Na cúpula mundial sobre mortalidade materna, denominada “Women Deliver”, realizada em Londres na semana passada, a pastora luterana Judith van Osdol proferiu conferência, intitulada “Trapped between two gardens” (Apanhado entre dois jardins), quando narrou a realidade contrastante de duas mulheres, uma apanhada e expulsa do Éden e outra amando no jardim, como apresenta o Cantar dos Cantares.
O relato bíblico sobre o Jardim do Éden, do qual os seres humanos, culpados e castigados por suas transgressões, foram expulsos, introduziu a conferência da pastora, que o contrastou com o Cantar dos Cantares, uma poesia erótica em que a voz da mulher predomina em sua busca do ser amado – uma história sobre o encontro e o re-encontro da própria voz e ser sexual.
“O fato de que morre uma mulher por minuto por causa de complicações na gravidez e no parto, a grande maioria no Sul do Globo, está vinculado à falta de uma ‘cidadania sexual’ na sociedade, na cultura e nas igrejas”, definiu van Osdol.
O corpo da mulher, na perspectiva patriarcal, foi considerado objeto de posse, usado para ser venerado – no caso das virgens -, utilizado para vender produtos, vendido diretamente através do tráfico de pessoas, na escravatura moderna, ou utilizado como botim de guerra nos conflitos armados, analisou.
A pastora indagou como se chegou, então, ao jardim dos cantares, onde a voz da mulher é a que canta, onde ela adquire a voz principal?
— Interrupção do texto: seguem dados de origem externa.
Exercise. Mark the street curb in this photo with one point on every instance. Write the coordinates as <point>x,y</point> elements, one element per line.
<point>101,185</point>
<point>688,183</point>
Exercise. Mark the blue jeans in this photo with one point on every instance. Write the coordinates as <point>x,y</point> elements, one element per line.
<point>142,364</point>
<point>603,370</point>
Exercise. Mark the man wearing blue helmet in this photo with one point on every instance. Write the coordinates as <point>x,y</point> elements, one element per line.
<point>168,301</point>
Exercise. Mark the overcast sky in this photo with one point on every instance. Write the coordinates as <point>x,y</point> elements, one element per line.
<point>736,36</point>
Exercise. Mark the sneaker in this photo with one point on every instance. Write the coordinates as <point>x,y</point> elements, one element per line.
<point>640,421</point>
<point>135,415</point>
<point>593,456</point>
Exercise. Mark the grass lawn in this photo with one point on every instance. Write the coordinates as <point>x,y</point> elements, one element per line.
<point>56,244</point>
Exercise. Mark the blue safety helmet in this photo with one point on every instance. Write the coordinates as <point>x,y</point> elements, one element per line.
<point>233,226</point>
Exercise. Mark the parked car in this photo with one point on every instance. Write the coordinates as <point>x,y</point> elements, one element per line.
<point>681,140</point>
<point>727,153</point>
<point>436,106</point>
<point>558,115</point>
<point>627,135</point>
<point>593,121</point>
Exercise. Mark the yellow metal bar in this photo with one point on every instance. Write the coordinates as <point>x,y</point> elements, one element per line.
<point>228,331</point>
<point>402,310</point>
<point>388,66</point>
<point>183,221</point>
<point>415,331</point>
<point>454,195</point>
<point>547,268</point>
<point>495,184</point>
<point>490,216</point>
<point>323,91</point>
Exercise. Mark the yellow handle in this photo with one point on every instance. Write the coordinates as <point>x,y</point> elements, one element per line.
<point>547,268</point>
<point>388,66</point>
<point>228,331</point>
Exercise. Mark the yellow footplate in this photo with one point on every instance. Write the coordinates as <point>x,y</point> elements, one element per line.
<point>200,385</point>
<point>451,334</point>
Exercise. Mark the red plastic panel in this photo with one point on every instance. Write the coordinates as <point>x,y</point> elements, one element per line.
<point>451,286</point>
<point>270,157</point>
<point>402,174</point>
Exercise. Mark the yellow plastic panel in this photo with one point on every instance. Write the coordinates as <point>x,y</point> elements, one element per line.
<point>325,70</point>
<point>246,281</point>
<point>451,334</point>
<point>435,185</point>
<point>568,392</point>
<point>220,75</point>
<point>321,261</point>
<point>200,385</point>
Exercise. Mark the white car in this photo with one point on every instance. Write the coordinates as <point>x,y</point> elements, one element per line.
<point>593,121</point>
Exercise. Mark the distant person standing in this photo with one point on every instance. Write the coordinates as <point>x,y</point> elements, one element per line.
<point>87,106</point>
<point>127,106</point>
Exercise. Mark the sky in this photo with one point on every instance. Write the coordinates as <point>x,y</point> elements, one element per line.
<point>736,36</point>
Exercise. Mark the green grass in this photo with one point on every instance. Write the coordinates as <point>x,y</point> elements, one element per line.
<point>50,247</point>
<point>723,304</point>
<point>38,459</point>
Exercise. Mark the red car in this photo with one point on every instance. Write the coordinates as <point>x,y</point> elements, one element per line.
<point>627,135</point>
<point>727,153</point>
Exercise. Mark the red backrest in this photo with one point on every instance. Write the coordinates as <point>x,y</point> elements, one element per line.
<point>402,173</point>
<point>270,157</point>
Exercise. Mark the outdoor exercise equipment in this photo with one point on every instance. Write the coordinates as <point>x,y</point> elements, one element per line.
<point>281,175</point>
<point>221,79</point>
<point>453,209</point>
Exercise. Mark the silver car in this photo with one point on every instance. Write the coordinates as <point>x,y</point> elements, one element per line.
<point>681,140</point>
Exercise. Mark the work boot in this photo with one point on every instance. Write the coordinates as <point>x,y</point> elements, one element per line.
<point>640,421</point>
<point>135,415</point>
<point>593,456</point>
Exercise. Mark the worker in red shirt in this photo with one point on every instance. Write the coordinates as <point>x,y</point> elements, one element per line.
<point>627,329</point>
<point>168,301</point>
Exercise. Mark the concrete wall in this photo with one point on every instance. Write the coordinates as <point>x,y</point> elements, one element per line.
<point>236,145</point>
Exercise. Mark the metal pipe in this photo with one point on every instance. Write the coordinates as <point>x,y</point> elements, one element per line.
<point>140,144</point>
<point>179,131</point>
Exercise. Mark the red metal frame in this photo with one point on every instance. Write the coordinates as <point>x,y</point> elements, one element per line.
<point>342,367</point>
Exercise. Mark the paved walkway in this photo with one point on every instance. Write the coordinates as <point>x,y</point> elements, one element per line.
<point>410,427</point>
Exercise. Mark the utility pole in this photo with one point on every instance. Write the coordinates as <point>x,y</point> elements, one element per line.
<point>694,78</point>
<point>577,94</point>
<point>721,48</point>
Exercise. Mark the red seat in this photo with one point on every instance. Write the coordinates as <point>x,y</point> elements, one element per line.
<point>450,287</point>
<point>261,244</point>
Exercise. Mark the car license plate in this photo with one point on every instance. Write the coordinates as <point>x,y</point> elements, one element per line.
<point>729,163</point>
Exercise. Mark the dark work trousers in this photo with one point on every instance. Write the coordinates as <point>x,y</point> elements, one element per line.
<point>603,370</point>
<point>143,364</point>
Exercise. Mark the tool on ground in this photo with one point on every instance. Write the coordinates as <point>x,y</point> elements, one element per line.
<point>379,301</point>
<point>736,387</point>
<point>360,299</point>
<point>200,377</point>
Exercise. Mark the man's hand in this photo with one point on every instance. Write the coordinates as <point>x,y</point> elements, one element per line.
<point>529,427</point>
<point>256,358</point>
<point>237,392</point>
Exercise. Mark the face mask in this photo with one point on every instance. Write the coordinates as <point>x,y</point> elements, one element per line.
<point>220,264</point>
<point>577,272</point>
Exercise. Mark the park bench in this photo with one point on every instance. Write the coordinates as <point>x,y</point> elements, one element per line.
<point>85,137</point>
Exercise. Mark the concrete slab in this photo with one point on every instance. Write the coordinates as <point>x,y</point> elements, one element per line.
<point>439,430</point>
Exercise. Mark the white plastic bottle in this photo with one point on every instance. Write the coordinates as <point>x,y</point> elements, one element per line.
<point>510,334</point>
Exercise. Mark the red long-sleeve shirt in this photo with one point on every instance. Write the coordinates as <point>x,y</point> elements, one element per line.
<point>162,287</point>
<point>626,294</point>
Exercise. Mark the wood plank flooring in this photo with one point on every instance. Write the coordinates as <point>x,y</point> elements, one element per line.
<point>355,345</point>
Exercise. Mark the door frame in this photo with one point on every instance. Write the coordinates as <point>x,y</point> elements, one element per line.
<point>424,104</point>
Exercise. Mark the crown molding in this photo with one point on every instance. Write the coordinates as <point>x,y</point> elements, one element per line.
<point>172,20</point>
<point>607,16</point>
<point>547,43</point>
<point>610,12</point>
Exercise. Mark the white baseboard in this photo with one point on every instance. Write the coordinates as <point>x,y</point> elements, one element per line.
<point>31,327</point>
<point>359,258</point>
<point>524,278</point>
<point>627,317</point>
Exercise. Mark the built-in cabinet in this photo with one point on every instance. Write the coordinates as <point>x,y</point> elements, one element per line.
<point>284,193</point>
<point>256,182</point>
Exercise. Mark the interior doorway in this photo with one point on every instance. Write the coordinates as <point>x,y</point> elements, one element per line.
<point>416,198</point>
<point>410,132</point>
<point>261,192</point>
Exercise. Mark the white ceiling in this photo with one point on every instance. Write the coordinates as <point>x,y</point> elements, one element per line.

É a mulher quem procura, quem inicia, quem decide neste encontro erótico, sublinhou a conferencista. “Nada de passividade, posse, nem culpa nem castigo no jardim dos cantares”, disse.
Representante da Pastoral de Mulheres e Gênero do Conselho Latino-Americano de Igrejas (CLAI), a teóloga afirmou que as mulheres estão presas ao primeiro jardim, do qual foram expulsas, culpabilizadas e castigadas, procurando entrar no segundo jardim, no qual ela se converte em sujeito moral – decidindo e gozando plenamente sua sexualidade. “Chegar ao segundo jardim significa fortalecer o conceito de cidadania sexual com um enfoque inequívoco sobre a justiça e a igualdade de gênero”, frisou.
A proposta de cidadania sexual, segundo a reverenda van Osdol, traz consigo tanto o conceito de direito como de responsabilidade, e exige conhecer e apropriar-se dos instrumentos dos Direitos Humanos, especificamente os que competem à igualdade de gênero e o tema da superação da violência.
Esses temas incluem os instrumentos que saíram das cúpulas mundiais como a do Cairo, a plataforma de Ação de Pequim, entre outros. “Esses instrumentos protegem e ressaltam a dignidade e integridade de cada pessoa, particularmente as pessoas mais vulneráveis e marginalizadas, e trata de velar por um mundo em que cada pessoa tenha valor”, argumentou.
Van Osdol acredita que para aquelas igrejas que mantêm compromisso histórico com os Direitos Humanos, tais instrumentos podem ser considerados sinais visíveis da mão de Deus na sociedade civil. “Às vezes se sente mais a graça de Deus e o compromisso com a dignidade e igualdade de gênero através desses instrumentos do que na prática e na política pública de nossas comunidades de fé”, sustentou a pastora.
A palestra da pastora luterana integrou os debates do painel “A mortalidade materna e as comunidades baseadas na fé”, convocado e patrocinado pelo Fundo de População das Nações Unidas.
O Fundo de População das Nações Unidas (UNFPA) é uma agência de cooperação internacional para o desenvolvimento que promove o direito da mulher, do homem e da criança a desfrutarem uma vida sadia, com igualdade de oportunidades para todos. O UNFPA procura a cooperação com as comunidades de fé para poder abrir espaços de diálogo sobre a missão comum. Participaram do evento e painel líderes religiosos de diversas partes do mundo.